FAQ

Frequently Asked Questions

Unsurprisingly, many of the questions we are currently being asked relate to steering a business through the COVID19 pandemic and resultant recession, and you will find more about this on our Business Rescue page. However, many successful businesses were actually established in a recession – FedEx, Groupon and Microsoft to name but a few – so we make no apologies for gearing our Q&A page as much towards start-ups as to problem solving, and even including some questions around potential growth!
“The optimist sees opportunity in every danger; the pessimist sees danger in every opportunity.”
– (Sir Winston S. Churchill)
Your Business Plan is the most important part of your business. It is the road map or blueprint for your business and will be thoroughly examined by prospective lenders or investors. It should therefore be a comprehensive document that provides a detailed description of your business idea and how you intend to bring it to market. It must contain the personal background, experience and specialist knowledge of all partners, directors or key personnel and demonstrate an understanding of business concepts such as market awareness. It should also contain detailed financial forecasts if investment or borrowing of any nature is required.
There are plenty of template Business Plans available free of charge on the internet and you could try to write a Business Plan yourself. Indeed, if you feel confident in your writing abilities I would encourage you to formulate the basis of a plan. However, I would strongly recommend that your final Business Plan be written by a professional who will be able to ensure that it contains everything necessary to convince an investor or lender that you are a good risk. Even if you do not intend to apply for funding it would still be beneficial to use the services of a professional to make sure you have covered all bases and included things like a full SWOT (Strengths/Weaknesses/Opportunities/Threats) analysis and disaster recovery plan, as this will give you the best possible chance of your business venture succeeding.
The full amount of research necessary will depend upon the type of business you want to go into. For example, if your business involves manufacturing your initial research should concentrate on whether it is worthwhile manufacturing your product yourself or whether it would be better initially to look at finding a company to manufacture it for you. The generic research applicable for all businesses is the SWOT analysis. This should include an assessment of the competition you will face and will help you determine whether your idea is likely to be profitable.
There are a number of government backed schemes available such as Bounce Back loans and the Coronavirus Business Interruption Loan Scheme (CBILS). We will help you to source a lender through one of these schemes if they are appropriate to you. There are also traditional funding methods available if your business requires additional financial assistance. We will work with you to examine all the options available to you to ensure your business has the best possible chance of surviving the pandemic. Be aware that borrowing on its own is not necessarily the best way to ensure survival. We can also look to implement cost cutting and other measures to reduce overheads to a sustainable level until such time as trading conditions improve.
Corporate financial planning and commercial mortgages are an integral part of our services and we will source a suitable lending partner for your business based upon your circumstances, aims and objectives.

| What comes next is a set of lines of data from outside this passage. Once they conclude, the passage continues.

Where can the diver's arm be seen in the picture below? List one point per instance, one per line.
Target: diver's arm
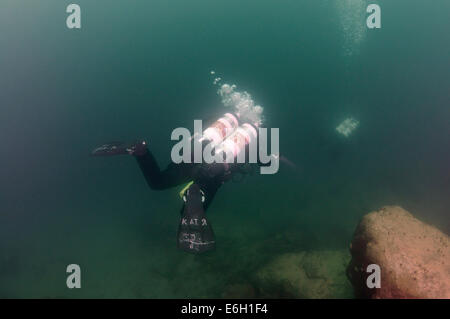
(173, 175)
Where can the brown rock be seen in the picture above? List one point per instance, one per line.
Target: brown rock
(414, 257)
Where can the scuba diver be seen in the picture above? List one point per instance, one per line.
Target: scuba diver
(226, 136)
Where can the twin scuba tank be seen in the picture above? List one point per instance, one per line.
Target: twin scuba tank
(228, 137)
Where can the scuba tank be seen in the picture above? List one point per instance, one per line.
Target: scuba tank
(237, 142)
(220, 129)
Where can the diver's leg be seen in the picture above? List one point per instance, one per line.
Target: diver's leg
(195, 234)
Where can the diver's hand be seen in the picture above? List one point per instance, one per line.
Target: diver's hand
(120, 148)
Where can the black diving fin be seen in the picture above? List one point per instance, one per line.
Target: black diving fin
(195, 234)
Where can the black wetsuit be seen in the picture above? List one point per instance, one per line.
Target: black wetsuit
(209, 177)
(195, 233)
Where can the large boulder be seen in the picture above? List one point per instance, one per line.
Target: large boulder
(414, 257)
(315, 274)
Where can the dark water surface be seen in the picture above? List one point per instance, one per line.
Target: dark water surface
(139, 69)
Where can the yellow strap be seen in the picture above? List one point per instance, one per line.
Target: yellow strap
(185, 188)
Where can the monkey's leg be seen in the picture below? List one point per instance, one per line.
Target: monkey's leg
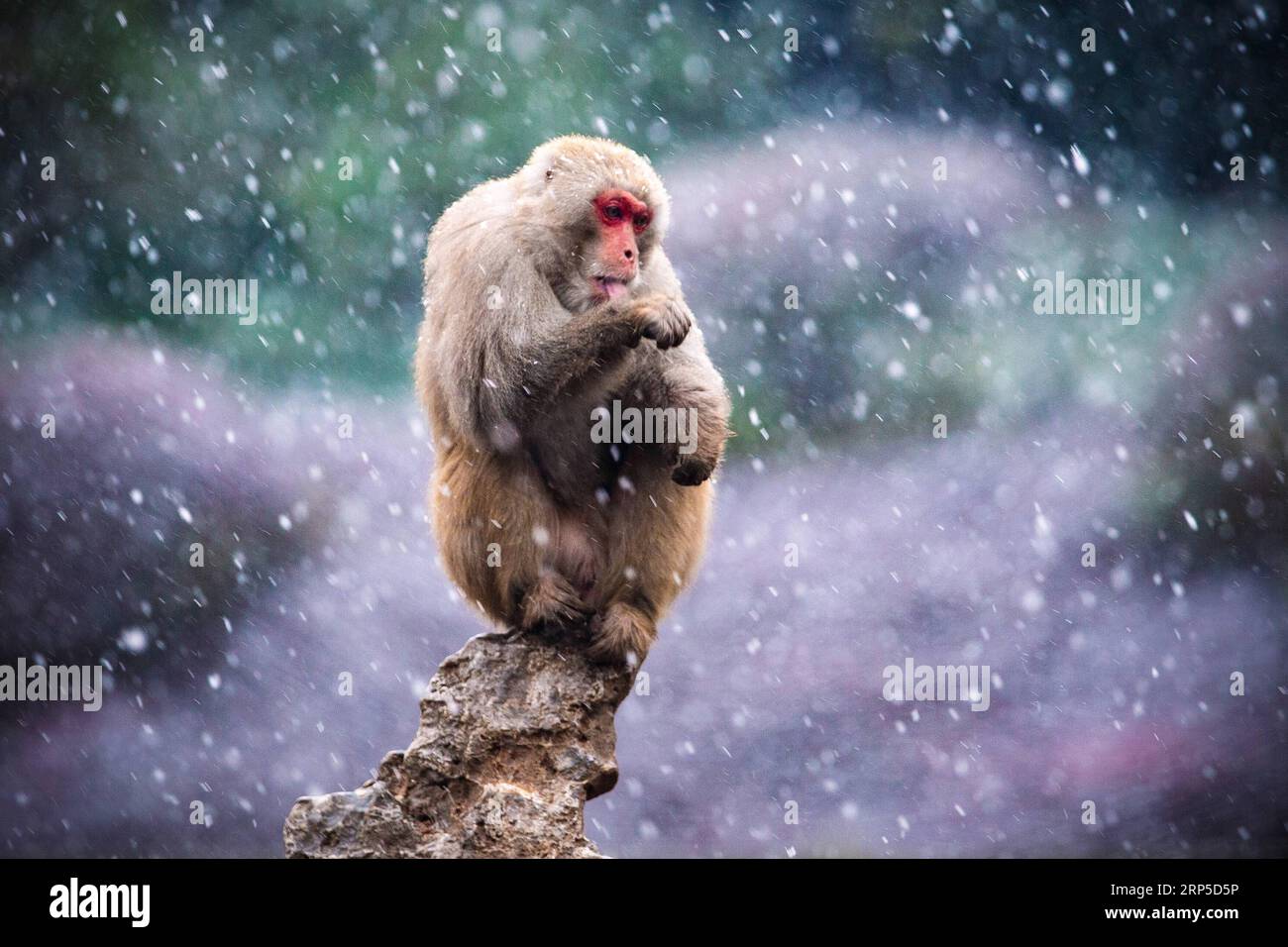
(503, 541)
(656, 534)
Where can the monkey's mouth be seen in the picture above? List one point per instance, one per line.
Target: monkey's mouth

There is no set formula to say what your annual spend should be but it is generally accepted that a business should spend between 6% and 10% of annual turnover on marketing activities. A new business may spend significantly more in the first couple of years and an existing business can also spend significantly more to promote the launch of a new product or service. The important thing is to set a budget, stick to it and monitor the return on investment as much as possible. Targeted advertising will allow you to work out an actual return on investment, but it is harder to gauge the effectiveness of generic marketing expenditure. Be careful not to let your desire to promote your business become a drain on your financial resources.
The recruitment of staff members is very much down to the individual business owners, but we can help in the selection process by partnering you with an HR (Human Resources) specialist. Once your team is in place we can then create and deliver a bespoke induction and sales training programme to ensure your products and services are promoted and sold in line with your company’s expectations and requirements.